İki gün sonra, en yüksek yoğunluklara maruz kalan böbrek hücrelerinin sadece %23’ü hayatta kalmayı başarabilmiş; bu miktar, mikro ve nanoplastik toksisitesine yönelik yürütülen önceki çalışmalarda gözlenenlerden çok daha yüksek oranda bir kayıp. Araştırma takımı, böbrek hücrelerinin bu parçacıklara karşı önceki araştırmalarda incelenen diğer hücre tiplerinden daha savunmasız olabileceğinden şüpheleniyor. Fakat o önceki çalışmalarda, bazıları hücrelerden geçemeyecek kadar büyük olabilecek daha büyük çaptaki polipropilen parçacıklarının etkileri incelenmiş. Eğer durum böyleyse, Hüseyin’in öncülük ettiği çalışmada özellikle şok edici bir şey kanıtlanmış olabilir: Deneysel koşulları ne olursa olsun, Husker’ın ekibi polipropilen kapların ve polietilen torbaların genelde 1.000 kat kadar daha fazla nanoplastik ve mikroplastik yaydığını keşfetmiş.

Hücreden geçip geçmeme sorusu, Hüseyin’in söylediğine göre mikro ve nanoplastik tüketmenin gerçek tehlikeleri belirlenmeden önce cevaplanması gereken pek çok sorudan sadece biri.

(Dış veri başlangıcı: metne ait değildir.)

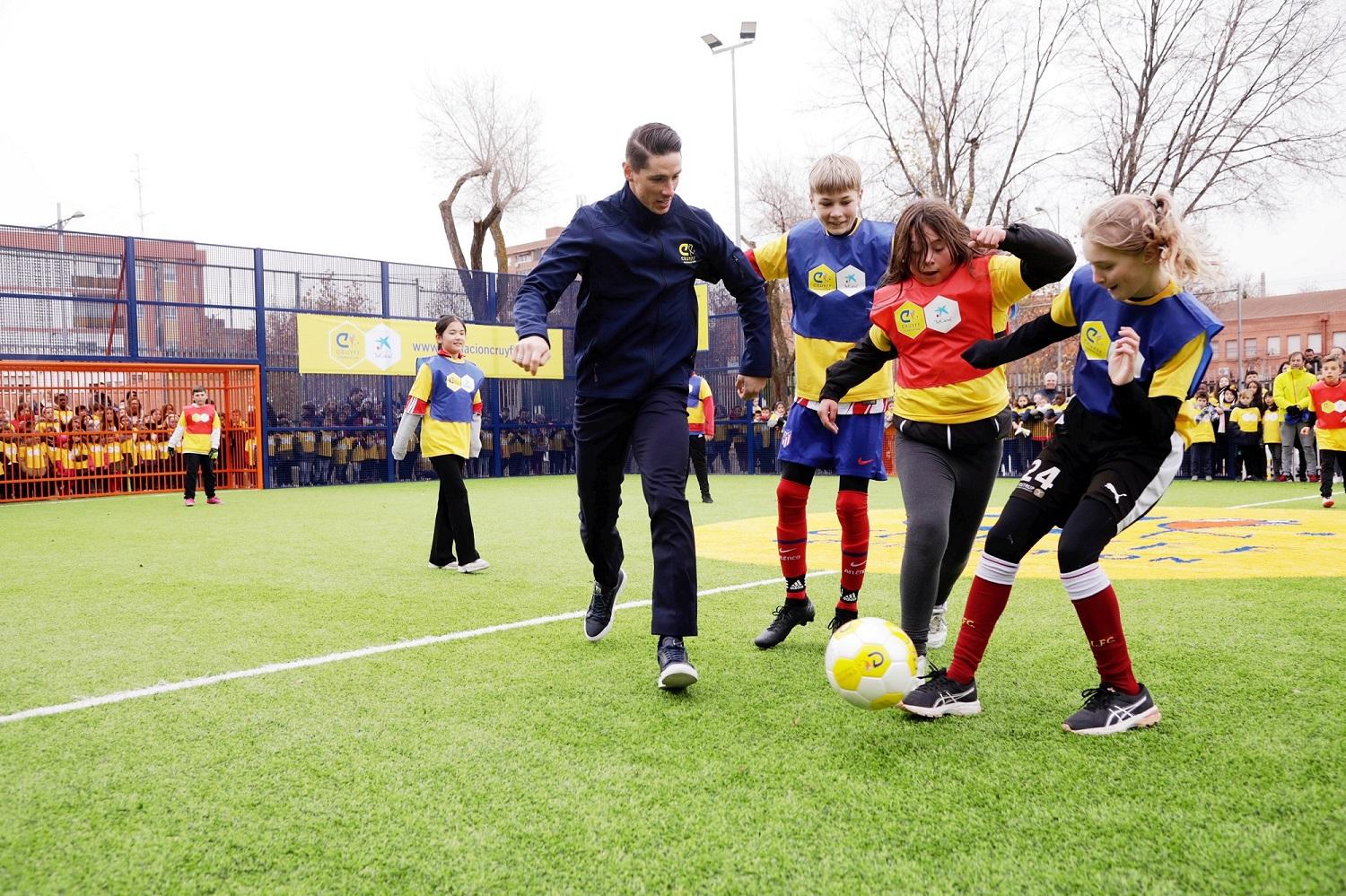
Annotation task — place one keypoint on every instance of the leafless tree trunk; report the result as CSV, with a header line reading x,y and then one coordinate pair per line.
x,y
487,142
1217,101
778,201
952,107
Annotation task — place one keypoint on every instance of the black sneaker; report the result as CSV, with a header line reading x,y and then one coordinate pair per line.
x,y
942,696
676,670
842,618
1108,710
598,621
788,615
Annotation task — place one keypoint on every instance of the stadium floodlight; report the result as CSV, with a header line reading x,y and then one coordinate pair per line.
x,y
747,32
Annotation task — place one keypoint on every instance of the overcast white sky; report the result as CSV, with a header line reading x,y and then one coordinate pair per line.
x,y
296,126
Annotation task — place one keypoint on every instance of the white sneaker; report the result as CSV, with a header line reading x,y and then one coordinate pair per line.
x,y
939,630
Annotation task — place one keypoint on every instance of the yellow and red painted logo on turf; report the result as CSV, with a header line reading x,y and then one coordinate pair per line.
x,y
1176,543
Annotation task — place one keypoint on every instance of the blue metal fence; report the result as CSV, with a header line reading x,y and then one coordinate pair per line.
x,y
85,296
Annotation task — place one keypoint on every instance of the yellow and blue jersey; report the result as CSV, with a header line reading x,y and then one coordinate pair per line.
x,y
1174,328
447,393
832,282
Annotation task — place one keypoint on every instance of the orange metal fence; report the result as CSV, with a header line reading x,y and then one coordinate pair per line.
x,y
83,430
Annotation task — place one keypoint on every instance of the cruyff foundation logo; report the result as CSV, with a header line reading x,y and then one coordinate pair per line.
x,y
349,344
1174,543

Fakat sağlık riski sergiledikleri (ve plastikler bebek mama kaplarında gözde bir seçim olduğu) düşünüldüğünde, ebeveynlerin plastik kap üreten şirketleri uygun alternatifler aramaya yöneltmesinin onların yararına olduğunu söylüyor bilim insanı.

“Daha düşük miktarda parçacık yayan polimerler bulmamız gerekiyor” diyor Hüseyin. “Muhtemelen araştırmacılar herhangi bir mikro ya da nanoplastik yaymayan veya yaysa bile önemsiz miktarda yayan plastikler geliştirebilecekler;.

“Bu ürünlerin üzerinde ‘mikroplastik içermez’ veya ‘nanoplastik içermez’ yazdığı günlerin geleceğini düşünüyorum.”

Çalışma Environmental Science & Technology bülteninde yayımlandı.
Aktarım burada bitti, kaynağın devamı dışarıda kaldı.